Palladino: «Loro sono i più forti d’Europa, comunque a testa alta davanti ai nostri incredibili tifosi»

L'esito complessivo era scontato, ma all'Atalanta va concesso l'onore delle armi per aver contenuto un minimo la marea bavarese

Palladino: «Loro sono i più forti d’Europa, comunque a testa alta davanti ai nostri incredibili tifosi»

L’esito complessivo era a dir poco scontato, ma all’Atalanta va concesso l’onore delle armi per aver contenuto un minimo la marea bavarese e aver ottenuto anche nel ritorno all’Allianz Arena il gol della bandiera.
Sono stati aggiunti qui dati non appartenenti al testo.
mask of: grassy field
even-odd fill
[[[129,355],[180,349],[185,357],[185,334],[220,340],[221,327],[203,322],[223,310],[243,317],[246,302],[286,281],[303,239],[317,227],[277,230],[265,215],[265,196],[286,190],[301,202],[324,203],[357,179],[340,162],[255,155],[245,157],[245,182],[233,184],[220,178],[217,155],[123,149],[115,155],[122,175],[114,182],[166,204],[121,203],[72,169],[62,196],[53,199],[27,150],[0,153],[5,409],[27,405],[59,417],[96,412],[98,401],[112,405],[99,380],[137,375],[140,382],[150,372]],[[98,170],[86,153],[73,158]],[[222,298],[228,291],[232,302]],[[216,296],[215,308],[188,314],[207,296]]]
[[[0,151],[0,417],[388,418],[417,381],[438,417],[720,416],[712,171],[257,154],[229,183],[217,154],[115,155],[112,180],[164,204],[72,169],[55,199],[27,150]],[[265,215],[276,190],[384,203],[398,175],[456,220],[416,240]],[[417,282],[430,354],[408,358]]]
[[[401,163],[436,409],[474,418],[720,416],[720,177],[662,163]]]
Soddisfazioni minime, ci mancherebbe, ma cui si aggiungono l’orgoglio di aver salutato il record di presenze neroazzurre di capitan De Roon e il supporto di quasi 4.000 bergamaschi che all’Europa hanno dato soltanto l’arrivederci. Mister Palladino, ai microfoni di Sky, non si nasconde e traccia un bilancio realistico.

«Volevamo fare una partita di grande orgoglio. Abbiamo scelto di lavorare un po’ più bassi rispetto all’andata, contro quella che è la squadra più forte d’Europa. Volevamo andare a testa alta sotto i nostri tifosi, che sono stati di nuovo fantastici».

Domanda prevedibile: la partita a Monaco è stata compromessa dalle scelte tattiche dell’andata? Palladino non torna indietro: «Con i se e con i ma è sempre facile parlare dopo le partite. Probabilmente potevamo fare di meglio, ma anche oggi, pur modificando il piano gara, non è cambiato tanto. Molto umilmente dobbiamo accettare il verdetto del campo e fare i complimenti agli avversari».

L’Atalanta adesso va in cerca di un posto in Europa anche l’anno prossimo. Obiettivo raggiunto al 90 per cento? «Non esageriamo, ancora abbiamo la fase cruciale da giocare. La Coppa Italia è certamente un obiettivo. Sarebbe un sogno portarla a Bergamo dopo alcune finali andate male. Ora puntiamo al bottino pieno in campionato con Verona e Lecce, poi vedremo negli scontri diretti successivi. È ancora tutto aperto e ci crediamo».

Di certo, l’Atalanta è stata l’unica italiana agli ottavi di Champions. Dimostrazione che il nostro calcio non è più al top in Europa? «In Champions la velocità della palla è molto diversa. I top team come il Bayern hanno qualità e picchi di velocità molto, molto alti. Con il Bayern c’è una differenza sostanziale, non solo nostra. Sembra un altro sport quando noi team italiani giochiamo contro queste squadre. Dobbiamo ripartire dal settore giovanile e invertire progressivamente la rotta per ridurre il gap».